Hearing abilities also oscillate and depend on the exact timing of one’s brain rhythms. This discovery that sound, brain, and behavior are so intimately coupled will help us to learn more about listening abilities in hearing loss and perhaps people who stutter.

Our world is full of cyclic phenomena; some humans are 'morning people' and some are 'night owls', with different levels of alertness, even over the course of a day. Maybe you yourself are more alert in the morning, others more in the afternoon. Our bodily functions oscillate with environmental rhythms, like light and dark, and this in turn seems to influence our perception and behaviors. We're all beholden to our circadian rhythms, which in turn are slaves to environmental light–dark cycles.

A hard-to-prove idea in neuroscience has been that such couplings between rhythms in the environment, rhythms in the brain, and our behaviors are also present at much finer time scales.  This idea holds fascinating implications for the way humans process speech and music: Imagine the melodic contour of a human voice or your favorite piece of music going up and down. If your brain becomes coupled to these melodic changes, then you might also be better prepared to expect fleeting but important sounds occurring in what the voice is saying, for example, a “d” versus a “t”.

The simple “fleeting sound” researchers used in their experiment was a very short and very hard-to-detect silent gap (about one one-hundredth of a second) embedded in a simplified version of a melodic contour, which slowly and cyclically changed its pitch at a rate of three cycles per second (3 Hz).



As the listener'' brain rhythms synchronize with the acoustic stimulus, hearing abilities  "oscillate". Credit: Sebastian Willnow
To be able to track each listener’s brain activity on a millisecond basis, Henry and Obleser recorded the electroencephalographic signal from listeners’ scalps. First, the authors demonstrated that every listener’s brain was “dragged along” (this is what entrainment, a French word, literally means) by the slow cyclic changes in melody; listeners’ neural activity waxed and waned. Second, the listeners’ ability to discover the fleeting gaps hidden in the melodic changes was by no means constant over time.

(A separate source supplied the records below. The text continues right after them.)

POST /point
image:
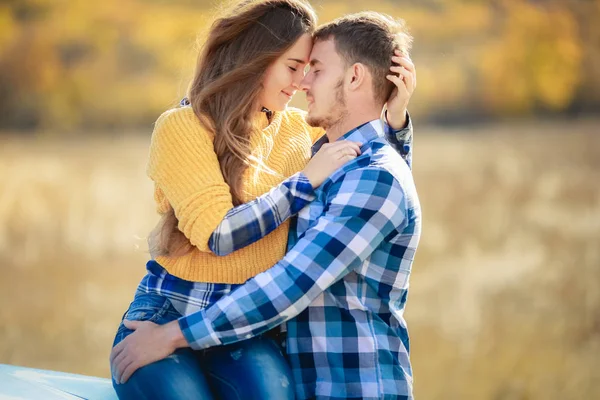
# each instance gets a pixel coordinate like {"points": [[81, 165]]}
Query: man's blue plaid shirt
{"points": [[342, 286]]}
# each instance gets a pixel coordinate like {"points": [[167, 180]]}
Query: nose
{"points": [[305, 83]]}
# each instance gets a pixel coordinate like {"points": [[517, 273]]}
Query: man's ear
{"points": [[357, 76]]}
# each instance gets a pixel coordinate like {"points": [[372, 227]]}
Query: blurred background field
{"points": [[505, 294]]}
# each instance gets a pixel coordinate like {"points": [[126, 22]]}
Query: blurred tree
{"points": [[67, 65]]}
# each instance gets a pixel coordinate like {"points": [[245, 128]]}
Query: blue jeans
{"points": [[252, 369]]}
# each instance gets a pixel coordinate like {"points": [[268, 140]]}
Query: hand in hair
{"points": [[404, 76]]}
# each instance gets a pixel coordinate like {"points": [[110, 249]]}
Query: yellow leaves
{"points": [[8, 27], [534, 63], [87, 62]]}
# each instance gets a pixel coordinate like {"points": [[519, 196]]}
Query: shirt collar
{"points": [[363, 134]]}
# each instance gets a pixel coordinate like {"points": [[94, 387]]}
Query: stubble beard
{"points": [[337, 112]]}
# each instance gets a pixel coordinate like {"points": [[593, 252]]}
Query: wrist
{"points": [[397, 123], [175, 335]]}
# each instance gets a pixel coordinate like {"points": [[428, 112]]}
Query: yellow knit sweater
{"points": [[187, 177]]}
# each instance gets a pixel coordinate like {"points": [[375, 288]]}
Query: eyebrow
{"points": [[297, 60]]}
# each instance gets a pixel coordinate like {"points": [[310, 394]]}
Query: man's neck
{"points": [[352, 120]]}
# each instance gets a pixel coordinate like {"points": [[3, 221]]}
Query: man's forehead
{"points": [[322, 50]]}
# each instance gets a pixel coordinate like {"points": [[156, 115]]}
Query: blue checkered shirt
{"points": [[344, 279], [247, 223]]}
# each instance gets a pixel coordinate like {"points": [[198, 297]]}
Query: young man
{"points": [[343, 285]]}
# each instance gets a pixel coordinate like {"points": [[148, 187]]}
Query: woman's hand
{"points": [[404, 76], [329, 158]]}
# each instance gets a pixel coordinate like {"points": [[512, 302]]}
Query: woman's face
{"points": [[283, 77]]}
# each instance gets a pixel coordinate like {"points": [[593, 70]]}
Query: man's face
{"points": [[324, 86]]}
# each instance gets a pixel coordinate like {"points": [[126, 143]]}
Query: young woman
{"points": [[234, 142]]}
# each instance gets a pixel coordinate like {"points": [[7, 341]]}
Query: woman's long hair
{"points": [[225, 91]]}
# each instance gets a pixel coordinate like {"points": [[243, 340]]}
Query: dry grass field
{"points": [[505, 293]]}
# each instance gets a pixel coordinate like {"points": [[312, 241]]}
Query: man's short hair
{"points": [[369, 38]]}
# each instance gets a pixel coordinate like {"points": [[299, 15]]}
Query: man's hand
{"points": [[405, 78], [149, 343]]}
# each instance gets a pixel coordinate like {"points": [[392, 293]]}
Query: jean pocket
{"points": [[147, 307]]}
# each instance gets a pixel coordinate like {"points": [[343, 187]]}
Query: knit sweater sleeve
{"points": [[184, 165]]}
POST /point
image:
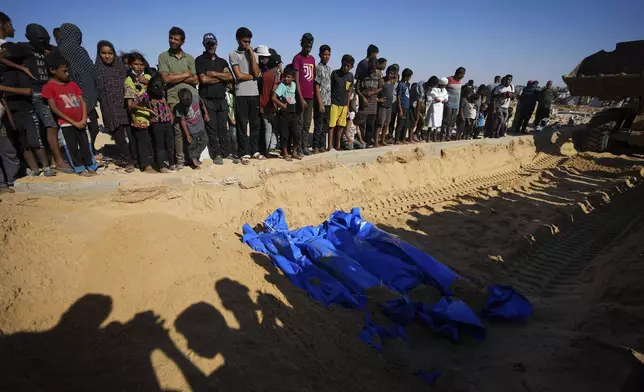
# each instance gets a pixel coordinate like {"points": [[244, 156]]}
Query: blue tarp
{"points": [[339, 260]]}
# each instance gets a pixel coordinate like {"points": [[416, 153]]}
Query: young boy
{"points": [[323, 98], [341, 82], [31, 57], [245, 66], [304, 65], [385, 102], [404, 115], [189, 111], [66, 102], [18, 91], [289, 123]]}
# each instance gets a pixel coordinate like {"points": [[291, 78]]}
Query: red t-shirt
{"points": [[67, 97]]}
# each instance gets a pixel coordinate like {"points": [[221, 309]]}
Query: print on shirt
{"points": [[70, 100], [308, 72]]}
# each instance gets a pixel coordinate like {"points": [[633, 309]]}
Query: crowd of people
{"points": [[252, 106]]}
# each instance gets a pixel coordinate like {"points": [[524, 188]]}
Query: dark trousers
{"points": [[93, 126], [9, 160], [197, 144], [321, 127], [403, 124], [123, 139], [162, 142], [217, 127], [78, 147], [247, 114], [370, 128], [143, 145], [306, 116], [449, 119], [289, 124], [543, 111]]}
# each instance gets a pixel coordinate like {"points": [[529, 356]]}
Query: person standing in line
{"points": [[341, 84], [31, 56], [363, 66], [193, 123], [304, 65], [368, 87], [284, 99], [111, 74], [140, 115], [437, 97], [404, 115], [502, 95], [161, 124], [17, 89], [545, 98], [527, 103], [177, 69], [268, 84], [245, 66], [452, 108], [81, 71], [323, 99], [214, 74], [385, 102], [65, 98], [232, 124]]}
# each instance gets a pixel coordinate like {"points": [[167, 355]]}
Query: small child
{"points": [[479, 126], [284, 98], [351, 137], [189, 111], [471, 116], [161, 124], [135, 89], [17, 87], [66, 101], [341, 82]]}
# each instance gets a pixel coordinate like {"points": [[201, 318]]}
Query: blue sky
{"points": [[538, 40]]}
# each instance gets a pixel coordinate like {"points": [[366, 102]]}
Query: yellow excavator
{"points": [[616, 76]]}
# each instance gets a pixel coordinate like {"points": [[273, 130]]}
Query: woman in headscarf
{"points": [[81, 71], [110, 77]]}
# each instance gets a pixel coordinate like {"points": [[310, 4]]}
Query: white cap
{"points": [[262, 50]]}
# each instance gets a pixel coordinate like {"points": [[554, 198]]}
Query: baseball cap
{"points": [[209, 37], [307, 37]]}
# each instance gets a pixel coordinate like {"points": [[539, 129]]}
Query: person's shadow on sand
{"points": [[78, 355]]}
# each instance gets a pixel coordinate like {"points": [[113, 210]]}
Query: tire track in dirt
{"points": [[553, 269], [418, 198]]}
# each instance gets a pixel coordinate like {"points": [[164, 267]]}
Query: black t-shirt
{"points": [[205, 63], [341, 82], [24, 53], [17, 102]]}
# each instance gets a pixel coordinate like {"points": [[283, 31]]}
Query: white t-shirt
{"points": [[502, 101]]}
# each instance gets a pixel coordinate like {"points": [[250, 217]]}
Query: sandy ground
{"points": [[149, 288]]}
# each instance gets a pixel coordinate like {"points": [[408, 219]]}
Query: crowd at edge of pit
{"points": [[249, 107]]}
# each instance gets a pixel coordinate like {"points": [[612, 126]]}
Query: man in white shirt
{"points": [[502, 94]]}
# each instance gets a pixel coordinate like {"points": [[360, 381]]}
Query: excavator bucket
{"points": [[610, 75]]}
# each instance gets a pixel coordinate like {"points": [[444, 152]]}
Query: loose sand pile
{"points": [[233, 322]]}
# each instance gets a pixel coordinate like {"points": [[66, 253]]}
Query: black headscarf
{"points": [[81, 68], [110, 79]]}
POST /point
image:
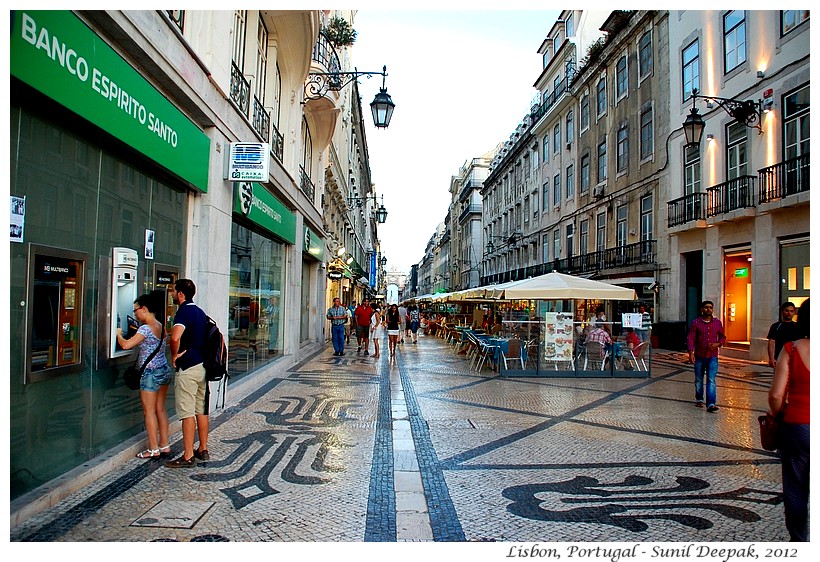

Instead, it also “oscillated” and was governed by the brain’s waxing and waning. The researchers could predict from a listener’s slow brain wave whether or not an upcoming gap would be detected or would slip under the radar.

Why is that? “The slow waxings and wanings of brain activity are called neural oscillations. They regulate our ability to process incoming information”, Molly Henry explains. Jonas Obleser adds that “from these findings, an important conclusion emerges: All acoustic fluctuations we encounter appear to shape our brain’s activity. Apparently, our brain uses these rhythmic fluctuations to be prepared best for processing important upcoming information.”


Citation: Henry, M.J.&Obleser, J., 'Frequency modulation entrains slow neural oscillations and op-timizes human listening behavior', Proceedings of the National Academy of Sciences, Online November 12, 2012.